So, Microsoft already ships project Honolulu with RDMA based hyperconverged storage as part of Windows Server 2016. And, Storage Spaces Direct is non-proprietary, works on every vendors servers, etc...

Hyperflex is a hyper resource hog. It can do 40Gbit, but so can WSSD with about 1/100th the overhead due to the RDMA support. Oh... let’s not forget large scale storage tiering, massive data scaling, etc...

Add to that support for Microsoft network controller and you can do everything Hyperflex does better.

So buy some C220 M4 or better servers for compute and hot storage. Then buy some C3260s for cold, colder and damn near frozen storage. Then install Windows Server 2016 and project Honolulu and skip using storage products that offer absolutely nothing useful at a massive additional cost.

Oh... Hyperflex is compatible with precisely nothing when it comes to backup. You have to run sector by sector backups of hard drive snapshots.

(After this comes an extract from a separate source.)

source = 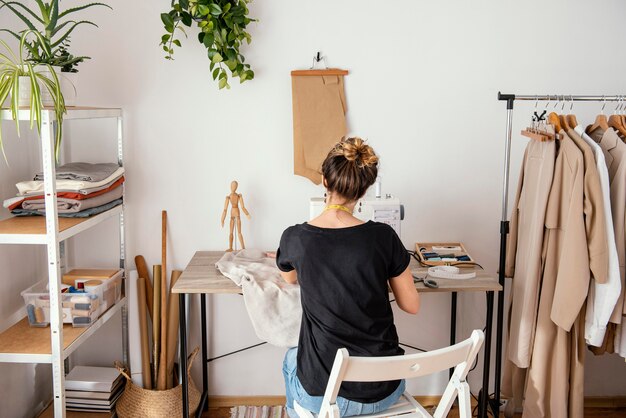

Cisco does make the absolute best servers for enterprise data centers. But Hyperflex, UCS Director, UCS central, UCS Manager, Cloud Manager, etc... they’re absolute shit.

Look at the latest version of UCS Manager. Cisco can’t even get the right box to be highlighted when navigating servers. No upload process bars on software uploads... no status report at all during firmware updates causing the fabric to reboot.

The only way that UCS Manager is useable anymore is through the command line or APIs and the APIs are frigging horrifying messes of “it’s kinda like SOAP”.

Thankfully, they support Redfish on rack servers which completely eliminates the need for horrors like UCS Manager and UCS Central.

Honolulu is close to being fully integrated with Redfish, so bare metal will be 100% managed by a company who actually writes software.

To be fair, UCS is 100000% better than most competitors if for not other reason than it’s ability to managed all devices from all vendors through a single API. So, creating a RAID is done through Cisco’s code and doesn’t require trying to hack your way into the RAID controller. Ethernet settings are parts of Cisco’s code and doesn’t require booting into a 10 year old version of Windows to run a 8 year old Java to maybe perform a network BIOS update (hello HPE).

Hyperflex is just an amazing waste of money if Hyper-V is there. It’s great for platforms like VMware which who actually think storage, networking, and management are optional.